Primeiro contrato de data center no Porto do Açu deve sair ainda em 2025, diz CEO
jul, 15, 2025 Postado porDenise VileraSemana202530
Localizado em São João da Barra, no norte fluminense, o Porto do Açu nasceu para escoar o minério de ferro extraído de uma mina em Conceição do Mato Dentro, em Minas Gerais. Agora, dez anos depois da inauguração, a estratégia de crescimento passa por áreas bem distintas.
Uma delas não soa lá a mais trivial para um porto: data centers.
“Temos tido várias conversas para atrair clientes desse mercado, que não era pensado de forma alguma quando o porto foi construído e iniciou suas operações, dez anos atrás”, disse Eugênio Figueiredo, CEO do Porto do Açu e convidado dessa semana do programa InfoMoney Entrevista.
Não estava nos planos – mas, por que não?
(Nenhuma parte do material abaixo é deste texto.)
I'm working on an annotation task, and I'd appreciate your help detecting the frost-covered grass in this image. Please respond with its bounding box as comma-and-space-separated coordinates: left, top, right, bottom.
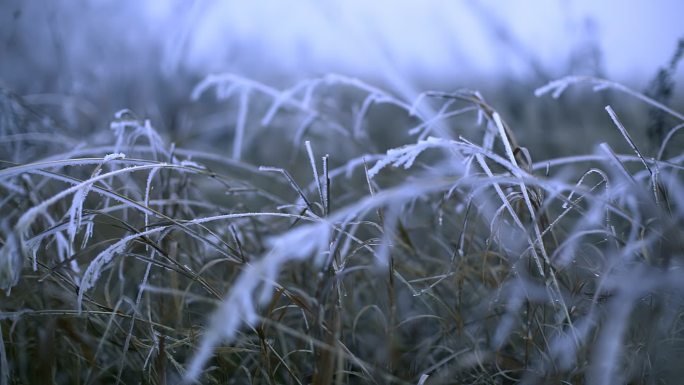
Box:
0, 75, 684, 385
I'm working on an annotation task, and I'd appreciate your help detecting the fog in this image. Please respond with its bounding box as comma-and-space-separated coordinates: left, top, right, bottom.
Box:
0, 0, 684, 111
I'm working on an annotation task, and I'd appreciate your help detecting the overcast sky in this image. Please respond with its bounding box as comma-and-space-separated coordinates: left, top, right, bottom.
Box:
148, 0, 684, 86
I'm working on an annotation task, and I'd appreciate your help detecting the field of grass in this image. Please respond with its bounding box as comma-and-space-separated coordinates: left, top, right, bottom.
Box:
0, 65, 684, 385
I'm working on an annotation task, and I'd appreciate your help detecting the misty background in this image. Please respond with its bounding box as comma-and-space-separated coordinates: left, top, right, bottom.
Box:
0, 0, 684, 148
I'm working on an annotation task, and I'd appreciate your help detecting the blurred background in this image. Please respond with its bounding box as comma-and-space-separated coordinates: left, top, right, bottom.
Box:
0, 0, 684, 154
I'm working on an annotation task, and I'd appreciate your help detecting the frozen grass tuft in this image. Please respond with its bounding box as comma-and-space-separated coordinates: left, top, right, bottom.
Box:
0, 74, 684, 384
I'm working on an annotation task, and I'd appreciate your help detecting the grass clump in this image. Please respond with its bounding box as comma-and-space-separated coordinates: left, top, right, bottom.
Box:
0, 71, 684, 384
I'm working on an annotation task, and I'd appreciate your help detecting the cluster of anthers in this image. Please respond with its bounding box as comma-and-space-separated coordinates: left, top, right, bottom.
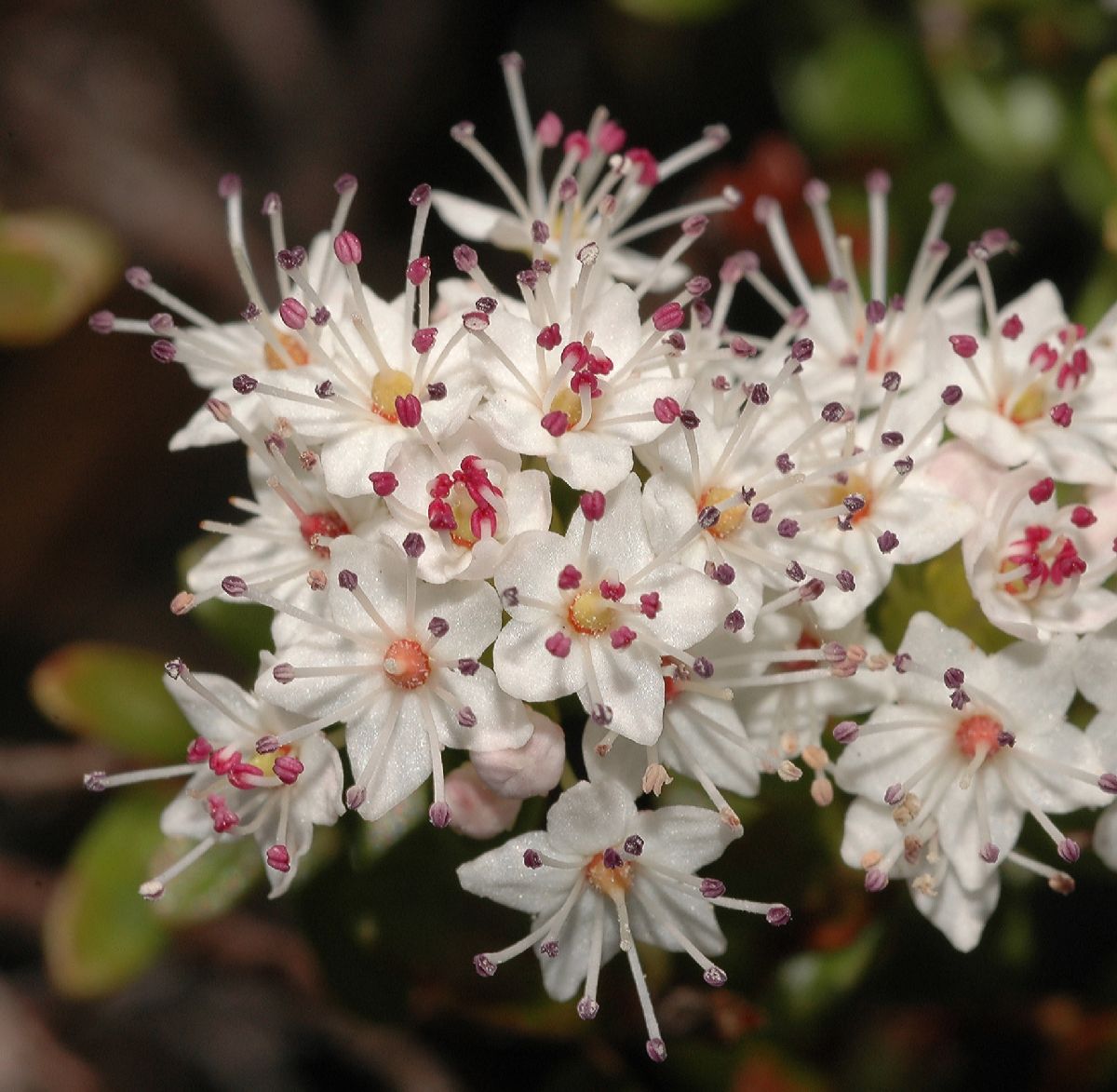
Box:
87, 56, 1117, 1059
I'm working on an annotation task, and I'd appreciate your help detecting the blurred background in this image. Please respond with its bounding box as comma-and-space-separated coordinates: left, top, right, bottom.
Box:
0, 0, 1117, 1092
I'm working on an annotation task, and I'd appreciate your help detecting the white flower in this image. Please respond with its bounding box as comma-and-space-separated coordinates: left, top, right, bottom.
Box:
716, 604, 895, 806
85, 660, 344, 899
582, 634, 765, 829
492, 475, 732, 744
89, 174, 357, 450
432, 54, 741, 291
182, 399, 386, 613
962, 466, 1117, 640
458, 780, 791, 1062
381, 421, 551, 584
834, 614, 1106, 906
246, 533, 532, 827
841, 797, 1005, 951
1074, 623, 1117, 870
465, 265, 693, 492
770, 373, 977, 629
742, 171, 978, 412
946, 281, 1117, 486
236, 185, 481, 497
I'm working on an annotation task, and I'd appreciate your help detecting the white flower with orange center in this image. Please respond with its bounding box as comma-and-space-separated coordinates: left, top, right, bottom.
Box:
89, 174, 357, 452
235, 185, 482, 497
742, 171, 983, 407
946, 278, 1117, 486
962, 466, 1117, 640
492, 475, 733, 744
171, 398, 387, 614
833, 613, 1111, 924
458, 780, 791, 1062
765, 371, 977, 629
85, 660, 344, 899
238, 533, 532, 827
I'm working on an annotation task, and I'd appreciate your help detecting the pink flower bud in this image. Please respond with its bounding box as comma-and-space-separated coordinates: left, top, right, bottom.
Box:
469, 710, 566, 800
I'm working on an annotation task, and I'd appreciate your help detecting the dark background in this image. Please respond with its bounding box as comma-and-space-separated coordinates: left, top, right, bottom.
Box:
0, 0, 1117, 1092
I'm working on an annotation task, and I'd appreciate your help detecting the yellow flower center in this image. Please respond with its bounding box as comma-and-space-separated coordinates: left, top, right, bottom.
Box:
585, 852, 636, 902
369, 368, 413, 425
566, 587, 615, 637
694, 486, 748, 538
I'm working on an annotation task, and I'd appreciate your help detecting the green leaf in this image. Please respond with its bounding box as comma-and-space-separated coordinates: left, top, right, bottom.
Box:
778, 925, 881, 1023
1085, 54, 1117, 178
147, 838, 263, 926
43, 790, 168, 998
32, 640, 194, 761
613, 0, 744, 23
0, 209, 121, 345
777, 26, 931, 155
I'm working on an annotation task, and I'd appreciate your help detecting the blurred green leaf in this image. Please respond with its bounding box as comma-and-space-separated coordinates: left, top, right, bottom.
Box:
777, 26, 931, 155
32, 640, 194, 761
0, 209, 121, 345
1085, 54, 1117, 178
778, 925, 881, 1023
43, 790, 168, 997
613, 0, 744, 22
146, 838, 263, 925
939, 65, 1067, 169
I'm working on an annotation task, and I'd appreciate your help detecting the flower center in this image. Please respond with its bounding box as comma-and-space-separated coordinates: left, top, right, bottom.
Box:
585, 851, 636, 902
298, 511, 350, 557
998, 526, 1085, 595
694, 486, 748, 538
778, 629, 822, 671
954, 712, 1004, 758
1009, 380, 1046, 425
830, 475, 872, 524
251, 744, 296, 777
263, 334, 311, 371
566, 587, 615, 637
855, 326, 893, 373
384, 638, 430, 690
369, 368, 412, 425
548, 386, 582, 432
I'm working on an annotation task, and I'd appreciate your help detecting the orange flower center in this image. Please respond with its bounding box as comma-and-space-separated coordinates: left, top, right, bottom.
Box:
263, 334, 311, 371
954, 712, 1004, 758
384, 638, 430, 690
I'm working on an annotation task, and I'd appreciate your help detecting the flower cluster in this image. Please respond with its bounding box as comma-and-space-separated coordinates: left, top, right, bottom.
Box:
87, 56, 1117, 1059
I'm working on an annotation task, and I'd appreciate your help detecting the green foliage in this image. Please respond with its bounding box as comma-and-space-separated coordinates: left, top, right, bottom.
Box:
43, 790, 168, 997
0, 204, 121, 345
32, 640, 194, 761
784, 23, 931, 155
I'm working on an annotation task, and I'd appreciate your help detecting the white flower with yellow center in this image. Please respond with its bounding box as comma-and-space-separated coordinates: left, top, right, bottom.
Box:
492, 475, 733, 744
946, 278, 1117, 486
85, 660, 344, 899
384, 422, 551, 584
458, 780, 791, 1062
238, 533, 532, 827
432, 54, 741, 291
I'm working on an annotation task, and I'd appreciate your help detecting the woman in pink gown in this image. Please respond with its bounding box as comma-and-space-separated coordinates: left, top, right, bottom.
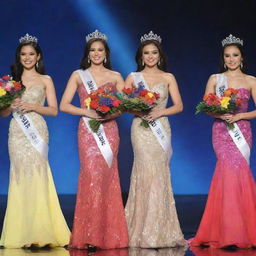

Desde a inauguração, o Açu – considerado o maior complexo portuário e industrial privado de águas profundas da América Latina – evoluiu para abrigar operações diversificadas, incluindo terminais de carga geral, bases de apoio offshore para a indústria petrolífera e usinas térmicas a gás natural.
Originalmente concebido pelo empresário Eike Batista, o complexo hoje pertence à Prumo Logística, controlada pelos fundos de investimentos EIG e Mubadala, e ao Porto de Antuérpia-Bruges International.
Figueiredo destaca que o porto tem um pouco de tudo o que um data center precisa para operar: fica fora de aglomerados urbanos, tem água e geração própria de energia em abundância, está a míseros 40 km de uma estação de cabos submarinos de fibra da Embratel.
E é grande – muito grande.
“É uma área total de 130 km quadrados, dos quais 90 km quadrados formam o complexo industrial, em que temos dois tipos de operação: a movimentação de cargas no porto e o aluguel de áreas para clientes que querem instalar suas fábricas ou bases de serviços”, diz o executivo.
No segundo grupo se encaixa a instalação de data centers. Há meses a diretoria se reúne com potenciais interessados. E aí, leia-se não as big techs em si, como Microsoft ou Amazon – mas, sim, os prestadores de serviço que atuam na cadeia. São eles que estão avaliando as condições do Porto, de um lado, e negociando contratos com seus clientes, do outro.
A diversificação também alcança o agronegócio, segmento que vem ganhando espaço no Porto do Açu. Apesar da ausência de conexão ferroviária, o porto tem atraído produtores do Centro-Oeste, especialmente de Goiás e Minas Gerais, para exportação de grãos como soja, milho e café. A movimentação de produtos agrícolas, que começou com a importação de fertilizantes em 2020, deve triplicar em 2025, impulsionada por acordos de cooperação com governos estaduais e estudos para construção de terminais dedicados.
Figueiredo destaca que a localização privilegiada do porto, próxima aos principais campos produtores de petróleo das bacias de Santos e Espírito Santo, permitiu a instalação da maior base de apoio offshore do mundo, com 16 posições para navios simultâneos, superando a tradicional cidade de Macaé. Atualmente, cerca de 40% do petróleo exportado pelo Brasil passam pelo Açu em algum grau ou etapa de produção.
A vocação para o setor petrolífero é complementada pela crescente aposta em energias limpas, com projetos de hidrogênio verde e combustíveis sustentáveis em desenvolvimento no complexo.